(a)  Any provider (physician, hospital, dentist) rendering services to a patient with one of the named disorders may request reimbursement services through the Sickle Cell Syndrome Program.  The request shall be made by completing the appropriate program authorization request form.  The form shall include:

(1)           biographical data of patient;

(2)           diagnoses (primary and secondary);

(3)           provider information including service date(s);

(4)           request and describe service;

(5)           describe and justify treatment or service, list other providers and state drug information if applicable;

(6)           check number services provided for ambulatory visits and answer all questions pertaining to patient's treatment and financial support; and

(7)           signature of physician or dentist, address and date of request.

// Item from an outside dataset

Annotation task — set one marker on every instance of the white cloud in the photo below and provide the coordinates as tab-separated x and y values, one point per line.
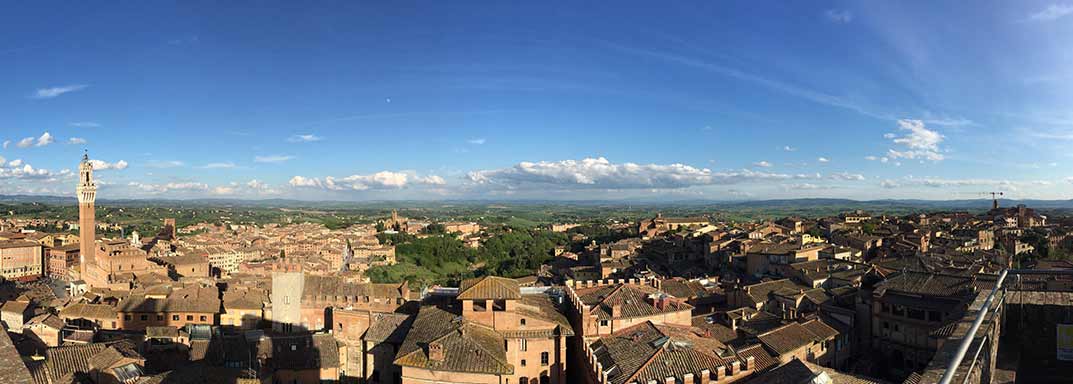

(b)  A financial eligibility form shall be submitted in accordance with rules found in 10A NCAC 45A.


History Note:        Authority G.S.130A-129;

Eff. February 1, 1976;

Readopted Eff. December 5, 1977;

Amended Eff. July 1, 1982; April 1, 1982;

Temporary Amendment Eff. June 19, 1996;

Temporary Amendment Expired on March 11, 1997;

Amended Eff. August 1, 2000;

Pursuant to G.S. 150B-21.3A, rule is necessary without substantive public interest Eff. December 6, 2016.